Abdelrahman Adnan

Posted on Jun 9

🚀 MLOps Zoomcamp 2025: Week 3 - Workflow Orchestration with Prefect 📊

#programming #python #learning #mlops

🔄 What is Workflow Orchestration?

Workflow orchestration is the process of coordinating, scheduling, and integrating various tasks in a data pipeline. For ML pipelines, this includes:

Data ingestion and preprocessing
Feature engineering
Model training and evaluation
Model deployment
Retraining schedules
Monitoring

Orchestration tools help manage complex dependencies, handle failures gracefully, and provide visibility into pipeline execution.

🧩 Prefect: A Modern Orchestration Tool for ML

Prefect is designed specifically for data-intensive applications with a Python-first approach.
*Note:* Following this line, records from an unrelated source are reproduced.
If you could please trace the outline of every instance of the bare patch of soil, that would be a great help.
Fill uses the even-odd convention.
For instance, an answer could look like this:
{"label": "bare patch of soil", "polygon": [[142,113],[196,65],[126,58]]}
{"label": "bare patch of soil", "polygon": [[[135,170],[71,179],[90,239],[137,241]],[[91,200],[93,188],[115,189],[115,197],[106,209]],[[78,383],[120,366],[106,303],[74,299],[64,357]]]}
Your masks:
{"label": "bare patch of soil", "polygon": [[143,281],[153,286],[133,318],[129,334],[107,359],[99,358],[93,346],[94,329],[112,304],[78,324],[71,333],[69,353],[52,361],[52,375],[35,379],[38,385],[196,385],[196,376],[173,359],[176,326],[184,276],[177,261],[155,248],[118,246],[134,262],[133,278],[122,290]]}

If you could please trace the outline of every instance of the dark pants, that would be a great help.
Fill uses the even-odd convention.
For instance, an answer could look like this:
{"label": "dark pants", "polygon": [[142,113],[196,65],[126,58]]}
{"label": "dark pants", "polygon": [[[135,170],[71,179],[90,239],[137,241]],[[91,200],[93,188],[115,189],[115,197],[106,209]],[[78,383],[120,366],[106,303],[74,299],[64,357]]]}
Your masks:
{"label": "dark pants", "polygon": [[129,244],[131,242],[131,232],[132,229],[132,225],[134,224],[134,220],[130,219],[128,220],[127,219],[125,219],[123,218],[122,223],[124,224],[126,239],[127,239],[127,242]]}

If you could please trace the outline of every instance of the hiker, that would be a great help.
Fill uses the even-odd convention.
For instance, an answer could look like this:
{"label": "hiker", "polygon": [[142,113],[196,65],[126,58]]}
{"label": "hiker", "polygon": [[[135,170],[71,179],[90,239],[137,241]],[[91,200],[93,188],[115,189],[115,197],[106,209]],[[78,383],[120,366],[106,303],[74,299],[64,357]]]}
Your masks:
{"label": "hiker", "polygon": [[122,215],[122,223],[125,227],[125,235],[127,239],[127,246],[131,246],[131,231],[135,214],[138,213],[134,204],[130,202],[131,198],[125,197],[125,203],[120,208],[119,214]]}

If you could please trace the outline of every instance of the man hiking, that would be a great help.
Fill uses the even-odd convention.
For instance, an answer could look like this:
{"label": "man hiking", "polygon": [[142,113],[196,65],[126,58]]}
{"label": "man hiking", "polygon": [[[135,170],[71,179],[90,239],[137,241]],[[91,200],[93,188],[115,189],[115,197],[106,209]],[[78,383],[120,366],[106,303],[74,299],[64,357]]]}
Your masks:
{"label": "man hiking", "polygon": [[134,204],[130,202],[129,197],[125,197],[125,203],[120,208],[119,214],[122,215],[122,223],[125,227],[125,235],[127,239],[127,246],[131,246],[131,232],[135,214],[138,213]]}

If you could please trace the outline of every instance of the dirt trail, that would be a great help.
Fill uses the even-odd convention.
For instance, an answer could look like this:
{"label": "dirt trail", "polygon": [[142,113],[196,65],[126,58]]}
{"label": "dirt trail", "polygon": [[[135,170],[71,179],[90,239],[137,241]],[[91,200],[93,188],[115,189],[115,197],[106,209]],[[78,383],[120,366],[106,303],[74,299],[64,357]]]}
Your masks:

Unlike older orchestration tools, Prefect allows you to convert your existing Python code into production-ready data pipelines with minimal changes.

Why Prefect for MLOps?

Pythonic: Works with your existing Python code
Dynamic: DAGs can be created at runtime
Resilient: Built-in error handling and recovery
Observable: Comprehensive UI and monitoring
Distributed: Can scale across multiple machines
Modern: Actively maintained and feature-rich

🏗️ Prefect Architecture Explained

Prefect has a distributed architecture with distinct components:

┌─────────────────┐     ┌───────────────┐     ┌─────────────────┐
│                 │     │               │     │                 │
│  Prefect API    │◄────┤  Prefect UI   │     │  Storage        │
│  (Orchestrator) │     │  (Dashboard)  │     │  (S3, GCS, etc) │
│                 │     │               │     │                 │
└───────┬─────────┘     └───────────────┘     └────────┬────────┘
        │                                              │
        │                                              │
┌───────▼──────────────────────────────────────┐       │
│                                              │       │
│  Prefect Agents                              │◄──────┘
│  (Workers that execute flows)                │
│                                              │
└──────────────────────────────────────────────┘

Core Components:

Prefect API (Orion): The orchestration engine that:
- Schedules and triggers flows
- Tracks flow and task states
- Stores execution history
- Manages concurrency and dependencies
Prefect UI: Web-based dashboard that provides:
- Visual representation of flows and tasks
- Execution history and logs
- Performance metrics
- Administrative controls
Storage: Where flow code and artifacts are stored:
- Local filesystem
- Cloud object storage (S3, GCS, etc.)
- Git repositories
- Docker images
Agents: Workers that:
- Poll for scheduled flows
- Pull flow code from storage
- Execute flows in the specified environment
- Report results back to the API

🧠 Prefect Core Concepts in Detail

1. Tasks 📋

Tasks are the atomic units of work in Prefect. They encapsulate individual operations and can be composed into larger workflows.

Task Definition:

from prefect import task

@task(
    name="extract_data",  # Custom name for the task
    retries=3,            # Retry automatically on failure
    retry_delay_seconds=30,  # Wait between retries
    cache_key_fn=lambda context, **params: params["url"],  # Cache by URL parameter
    cache_expiration=timedelta(hours=12)  # Cache for 12 hours
)
def extract_data(url: str) -> pd.DataFrame:
    """Extract data from a given URL"""
    return pd.read_csv(url)

Task Properties:

Name: Human-readable identifier for the task
Retries: Number of times to retry on failure
Timeout: Maximum execution time
Tags: Metadata for filtering and organization
Cache: Store and reuse task results
Result Storage: Where to store task outputs
Result Handlers: How to serialize/deserialize outputs

Task States:

Tasks can be in various states during execution:

Pending: Ready to run
Running: Currently executing
Completed: Successfully finished
Failed: Encountered an error
Retrying: Failed but will retry
Cancelled: Manually stopped

2. Flows 🌊

Flows are the main unit of work in Prefect. They coordinate the execution of tasks and manage dependencies.

Flow Definition:

from prefect import flow
from prefect.task_runners import ConcurrentTaskRunner

@flow(
    name="Data Processing Pipeline",
    description="Extracts, transforms, and loads data",
    version="1.0.0",
    task_runner=ConcurrentTaskRunner(),  # Run tasks concurrently
    retries=2,  # Retry the entire flow if it fails
)
def process_data(date: str = None):
    """Main flow to process data"""
    # If no date provided, use today's date
    if date is None:
        date = datetime.today().strftime("%Y-%m-%d")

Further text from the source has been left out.